Tuesday, October 26, 2010

God judges our motives

“And you, my son Solomon, acknowledge the God of your father, and serve Him with wholehearted devotion and with a willing mind, for the Lord searches every heart and understands every motive behind the thoughts. If you seek Him, He will be found by you; but if you forsake Him, He will reject you forever.” 1 Chronicles 28:9
In both the Old and the New Testament, we read how God doesn’t judge our words, actions, and thoughts at face value, but instead for the motive behind them (see Prov. 16:2, Matt. 5:27-28, 6:1-2, 5, 16, 1 Cor. 3:10-13, 1 Cor. 4:5, Jas. 4:3, etc.). We may say and do all the right things, but if the motivation is not out of love for God then those things are worthless (1 Cor. 13:3).
Likewise, there are many passages of Scripture that talk of God searching our hearts. In fact, God is the only one who can know our hearts – the most inner part of us. Even we don’t know our own hearts (1 John 3:20, Jer. 17:9).
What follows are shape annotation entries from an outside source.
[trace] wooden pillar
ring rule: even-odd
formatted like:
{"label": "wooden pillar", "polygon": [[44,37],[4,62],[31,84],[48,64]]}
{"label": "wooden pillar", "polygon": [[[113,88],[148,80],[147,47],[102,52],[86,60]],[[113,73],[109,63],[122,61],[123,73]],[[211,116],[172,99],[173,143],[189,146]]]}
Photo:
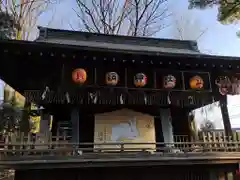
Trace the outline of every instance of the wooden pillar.
{"label": "wooden pillar", "polygon": [[227,96],[221,96],[219,102],[220,102],[225,134],[226,136],[231,136],[232,128],[231,128],[231,123],[230,123],[230,118],[229,118],[229,113],[227,108]]}
{"label": "wooden pillar", "polygon": [[163,139],[165,143],[174,143],[170,109],[160,109]]}
{"label": "wooden pillar", "polygon": [[72,142],[79,143],[79,109],[74,107],[71,110]]}

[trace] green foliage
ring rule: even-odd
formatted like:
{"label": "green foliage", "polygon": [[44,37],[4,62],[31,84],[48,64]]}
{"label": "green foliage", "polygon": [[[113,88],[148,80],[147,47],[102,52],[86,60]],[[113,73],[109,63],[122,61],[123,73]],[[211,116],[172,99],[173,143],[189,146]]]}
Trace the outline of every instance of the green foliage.
{"label": "green foliage", "polygon": [[6,12],[0,11],[0,39],[13,39],[19,25],[14,17]]}
{"label": "green foliage", "polygon": [[217,6],[218,20],[223,24],[240,21],[240,0],[189,0],[189,8],[206,9]]}

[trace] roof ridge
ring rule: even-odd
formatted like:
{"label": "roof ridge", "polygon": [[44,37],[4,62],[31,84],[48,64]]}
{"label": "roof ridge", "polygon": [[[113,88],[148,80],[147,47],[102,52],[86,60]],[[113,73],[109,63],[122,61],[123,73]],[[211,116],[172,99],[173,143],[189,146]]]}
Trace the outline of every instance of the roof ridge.
{"label": "roof ridge", "polygon": [[[177,40],[177,39],[164,39],[164,38],[153,38],[153,37],[133,37],[124,35],[109,35],[101,33],[90,33],[83,31],[71,31],[71,30],[60,30],[38,26],[40,31],[39,38],[37,40],[51,39],[51,38],[73,38],[76,40],[87,40],[96,42],[111,42],[114,44],[138,44],[155,47],[174,46],[177,49],[188,49],[195,52],[199,52],[196,41],[191,40]],[[63,33],[63,34],[60,34]],[[77,36],[76,36],[77,35]],[[70,38],[71,36],[71,38]]]}

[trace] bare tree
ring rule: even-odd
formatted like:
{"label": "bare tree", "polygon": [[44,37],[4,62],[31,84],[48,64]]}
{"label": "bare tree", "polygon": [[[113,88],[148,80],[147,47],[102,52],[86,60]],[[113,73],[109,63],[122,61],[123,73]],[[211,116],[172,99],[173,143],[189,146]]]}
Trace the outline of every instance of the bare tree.
{"label": "bare tree", "polygon": [[199,41],[208,30],[199,19],[193,18],[191,11],[176,13],[172,17],[172,35],[176,39]]}
{"label": "bare tree", "polygon": [[20,28],[15,39],[28,40],[38,17],[57,0],[0,0],[0,12],[14,17]]}
{"label": "bare tree", "polygon": [[166,0],[76,0],[81,30],[104,34],[153,36],[171,15]]}

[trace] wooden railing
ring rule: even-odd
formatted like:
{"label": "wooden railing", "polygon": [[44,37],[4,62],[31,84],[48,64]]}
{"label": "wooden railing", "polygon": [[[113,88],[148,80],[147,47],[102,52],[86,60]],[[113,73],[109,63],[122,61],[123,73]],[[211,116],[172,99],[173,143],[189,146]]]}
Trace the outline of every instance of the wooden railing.
{"label": "wooden railing", "polygon": [[[69,155],[80,156],[91,153],[109,152],[161,152],[161,153],[204,153],[204,152],[240,152],[240,136],[225,136],[224,133],[201,133],[198,140],[191,140],[188,136],[175,136],[174,143],[71,143],[71,137],[52,136],[51,133],[41,136],[24,136],[24,134],[9,133],[0,143],[0,155],[25,156],[25,155]],[[189,140],[190,139],[190,140]]]}

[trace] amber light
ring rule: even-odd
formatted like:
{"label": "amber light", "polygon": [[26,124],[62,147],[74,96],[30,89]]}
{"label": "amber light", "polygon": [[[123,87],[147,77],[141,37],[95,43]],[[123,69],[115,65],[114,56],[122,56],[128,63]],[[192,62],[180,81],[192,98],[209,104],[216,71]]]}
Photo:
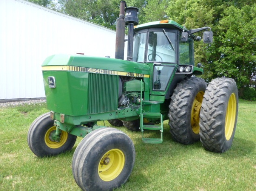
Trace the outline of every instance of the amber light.
{"label": "amber light", "polygon": [[163,20],[160,21],[160,23],[168,23],[169,21],[168,20]]}

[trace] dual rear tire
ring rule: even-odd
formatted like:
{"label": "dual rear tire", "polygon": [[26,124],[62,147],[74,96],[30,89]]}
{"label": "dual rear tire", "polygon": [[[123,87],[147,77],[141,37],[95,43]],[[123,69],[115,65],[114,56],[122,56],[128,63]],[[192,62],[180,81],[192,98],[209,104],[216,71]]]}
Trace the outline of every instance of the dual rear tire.
{"label": "dual rear tire", "polygon": [[204,80],[192,77],[177,85],[171,99],[168,124],[175,140],[189,144],[200,140],[205,149],[216,153],[231,147],[238,104],[233,79],[216,78],[206,88]]}

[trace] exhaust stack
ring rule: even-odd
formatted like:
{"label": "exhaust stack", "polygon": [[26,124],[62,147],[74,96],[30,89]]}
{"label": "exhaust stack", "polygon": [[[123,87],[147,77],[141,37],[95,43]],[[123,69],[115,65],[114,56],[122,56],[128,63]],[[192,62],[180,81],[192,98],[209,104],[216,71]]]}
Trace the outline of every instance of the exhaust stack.
{"label": "exhaust stack", "polygon": [[116,19],[116,32],[115,36],[115,57],[124,59],[124,37],[125,32],[125,21],[124,21],[124,8],[126,7],[125,1],[120,1],[120,12],[119,18]]}

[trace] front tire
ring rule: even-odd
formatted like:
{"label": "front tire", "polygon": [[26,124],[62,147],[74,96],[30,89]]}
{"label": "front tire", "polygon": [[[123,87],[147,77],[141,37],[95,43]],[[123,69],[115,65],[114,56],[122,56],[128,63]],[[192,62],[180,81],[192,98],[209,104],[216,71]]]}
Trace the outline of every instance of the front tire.
{"label": "front tire", "polygon": [[36,118],[27,133],[27,143],[31,151],[37,156],[53,156],[71,150],[76,140],[76,136],[61,131],[60,140],[55,142],[51,138],[56,131],[54,120],[50,112]]}
{"label": "front tire", "polygon": [[238,95],[235,80],[213,80],[206,89],[200,113],[201,141],[204,148],[223,153],[231,146],[237,120]]}
{"label": "front tire", "polygon": [[169,106],[170,132],[175,141],[189,144],[200,139],[199,114],[206,83],[192,77],[179,83]]}
{"label": "front tire", "polygon": [[72,170],[84,191],[108,191],[127,181],[134,165],[133,143],[124,133],[103,127],[87,135],[77,146]]}

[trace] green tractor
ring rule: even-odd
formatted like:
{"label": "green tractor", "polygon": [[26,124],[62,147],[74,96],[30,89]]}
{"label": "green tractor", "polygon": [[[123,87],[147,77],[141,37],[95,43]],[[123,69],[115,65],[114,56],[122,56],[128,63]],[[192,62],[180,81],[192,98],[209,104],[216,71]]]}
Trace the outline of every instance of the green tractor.
{"label": "green tractor", "polygon": [[[209,27],[187,30],[172,20],[140,25],[138,9],[121,2],[117,21],[115,58],[55,55],[42,64],[48,108],[31,124],[28,146],[39,157],[70,150],[84,138],[72,160],[74,179],[83,190],[111,190],[132,172],[135,150],[130,138],[116,126],[142,132],[147,143],[162,142],[163,121],[169,121],[174,140],[223,153],[231,146],[238,113],[237,89],[228,78],[207,86],[195,77],[193,43],[211,43]],[[124,32],[128,25],[127,60]],[[145,133],[158,131],[159,137]]]}

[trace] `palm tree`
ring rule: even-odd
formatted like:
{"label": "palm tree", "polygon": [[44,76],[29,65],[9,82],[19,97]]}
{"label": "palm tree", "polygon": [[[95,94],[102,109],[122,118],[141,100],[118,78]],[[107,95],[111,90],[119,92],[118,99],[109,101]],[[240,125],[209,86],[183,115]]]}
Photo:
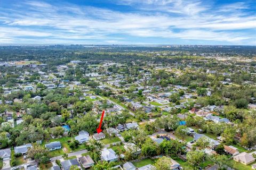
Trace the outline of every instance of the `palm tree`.
{"label": "palm tree", "polygon": [[68,154],[65,153],[65,154],[63,154],[63,155],[62,155],[62,158],[63,158],[64,159],[67,159],[68,157]]}

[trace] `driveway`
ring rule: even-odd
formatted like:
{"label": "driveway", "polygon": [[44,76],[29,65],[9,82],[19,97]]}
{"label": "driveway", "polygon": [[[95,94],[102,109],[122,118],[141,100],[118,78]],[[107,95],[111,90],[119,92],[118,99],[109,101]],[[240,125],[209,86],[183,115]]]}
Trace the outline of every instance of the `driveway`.
{"label": "driveway", "polygon": [[11,167],[10,165],[10,160],[5,160],[3,161],[4,165],[3,166],[2,169],[9,168]]}

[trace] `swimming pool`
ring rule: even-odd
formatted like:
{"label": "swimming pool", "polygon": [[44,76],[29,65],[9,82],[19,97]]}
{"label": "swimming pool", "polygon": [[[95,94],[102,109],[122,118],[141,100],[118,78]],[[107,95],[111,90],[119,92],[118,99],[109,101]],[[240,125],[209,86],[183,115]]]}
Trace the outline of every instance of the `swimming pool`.
{"label": "swimming pool", "polygon": [[69,126],[68,125],[63,125],[61,127],[64,128],[65,132],[69,132],[70,130],[70,127],[69,127]]}

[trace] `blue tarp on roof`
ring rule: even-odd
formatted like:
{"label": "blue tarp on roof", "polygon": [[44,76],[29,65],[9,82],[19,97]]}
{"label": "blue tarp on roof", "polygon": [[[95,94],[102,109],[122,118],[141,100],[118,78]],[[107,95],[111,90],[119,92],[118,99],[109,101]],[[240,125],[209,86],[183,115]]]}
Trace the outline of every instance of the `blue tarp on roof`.
{"label": "blue tarp on roof", "polygon": [[180,125],[186,125],[186,121],[180,121]]}

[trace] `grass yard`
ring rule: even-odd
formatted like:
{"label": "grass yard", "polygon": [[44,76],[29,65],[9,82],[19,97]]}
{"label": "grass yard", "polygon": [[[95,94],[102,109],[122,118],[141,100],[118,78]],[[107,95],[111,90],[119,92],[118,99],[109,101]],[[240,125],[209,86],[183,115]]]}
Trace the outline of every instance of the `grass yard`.
{"label": "grass yard", "polygon": [[3,161],[0,162],[0,169],[2,169],[3,165],[4,165],[4,162]]}
{"label": "grass yard", "polygon": [[67,159],[65,159],[65,160],[69,160],[69,159],[76,159],[76,156],[72,156],[70,157],[68,157]]}
{"label": "grass yard", "polygon": [[118,151],[118,152],[120,154],[124,154],[125,152],[124,149],[124,145],[119,145],[119,146],[113,146],[111,147],[108,148],[108,149],[111,148],[115,152]]}
{"label": "grass yard", "polygon": [[192,137],[189,136],[189,135],[186,135],[185,137],[183,137],[179,135],[178,134],[175,133],[174,134],[175,136],[177,137],[179,139],[182,139],[186,141],[187,142],[190,142],[191,141],[193,141],[194,138]]}
{"label": "grass yard", "polygon": [[167,112],[165,112],[165,111],[163,111],[162,112],[162,114],[163,114],[163,115],[169,115],[170,114],[170,113]]}
{"label": "grass yard", "polygon": [[238,151],[240,153],[241,152],[247,152],[248,151],[248,150],[247,150],[246,149],[244,149],[243,147],[241,147],[239,146],[239,145],[238,144],[232,144],[232,146],[233,147],[236,147],[236,148],[237,148],[238,149]]}
{"label": "grass yard", "polygon": [[17,160],[17,165],[22,165],[24,163],[26,163],[25,159],[23,159],[23,156],[21,156],[20,157],[17,157],[16,158],[16,160]]}
{"label": "grass yard", "polygon": [[206,159],[205,160],[205,162],[200,164],[200,166],[202,167],[203,169],[204,169],[208,165],[213,165],[213,163],[212,162],[211,162]]}
{"label": "grass yard", "polygon": [[180,164],[180,166],[181,166],[181,167],[184,167],[184,166],[188,165],[188,164],[186,162],[185,162],[182,159],[180,159],[180,158],[176,157],[176,158],[173,158],[173,159],[174,160],[175,160],[177,163]]}
{"label": "grass yard", "polygon": [[79,151],[81,150],[84,150],[86,149],[85,144],[79,144],[78,147],[76,149],[74,149],[72,150],[73,152],[76,152],[77,151]]}
{"label": "grass yard", "polygon": [[121,142],[121,140],[120,140],[120,139],[119,139],[118,137],[106,137],[105,139],[101,140],[101,141],[103,143],[107,144],[110,144],[114,142]]}
{"label": "grass yard", "polygon": [[140,161],[133,163],[133,165],[135,165],[137,167],[141,167],[142,166],[148,165],[148,164],[154,164],[156,160],[152,160],[150,158],[146,158]]}
{"label": "grass yard", "polygon": [[218,137],[217,135],[212,133],[203,133],[203,134],[214,140],[216,140],[216,138]]}
{"label": "grass yard", "polygon": [[51,151],[49,152],[49,156],[50,157],[54,157],[57,156],[60,156],[64,154],[64,151],[62,149],[58,149],[53,151]]}
{"label": "grass yard", "polygon": [[52,166],[52,164],[51,162],[46,164],[40,164],[40,165],[39,166],[40,167],[40,169],[47,170],[49,169]]}
{"label": "grass yard", "polygon": [[254,162],[254,163],[249,164],[249,165],[245,165],[240,163],[238,163],[234,160],[233,159],[231,159],[229,161],[229,163],[230,163],[232,166],[230,167],[233,167],[234,169],[236,170],[251,170],[252,165],[253,165],[255,163]]}
{"label": "grass yard", "polygon": [[150,101],[149,104],[154,106],[163,106],[162,104],[156,101]]}
{"label": "grass yard", "polygon": [[[74,140],[73,139],[73,140]],[[52,142],[59,141],[61,143],[62,148],[56,150],[51,151],[50,152],[50,157],[55,157],[60,156],[66,153],[69,153],[71,151],[70,148],[68,145],[69,141],[70,142],[71,141],[71,137],[63,137],[59,139],[51,139],[50,140],[46,141],[44,140],[42,143],[42,146],[44,147],[45,144],[49,143]],[[63,150],[64,150],[65,151]]]}
{"label": "grass yard", "polygon": [[86,96],[85,98],[86,99],[86,100],[88,100],[89,101],[97,101],[97,100],[99,100],[99,98],[97,97],[96,97],[96,98],[95,99],[91,99],[89,96]]}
So how should we live, then – since our hearts are judged for their motives, but we don’t know our own hearts? This is where we need to be open to the Holy Spirit. If we have been born again, then the Spirit of God is dwelling in our hearts, purifying us. We need to be sensitive to His prompting. Psalm 37:4 says, “Delight yourself in the Lord and He will give you the desires of your heart.” I used to think this verse meant God will give you whatever you want, but that is inconsistent with the rest of Scripture – God is not Santa Claus. Rather, it can also mean, if we delight in the Lord, He will place His desires within our hearts. When we allow this to happen, we can be sure that our motives are godly and true, because they come from God Himself.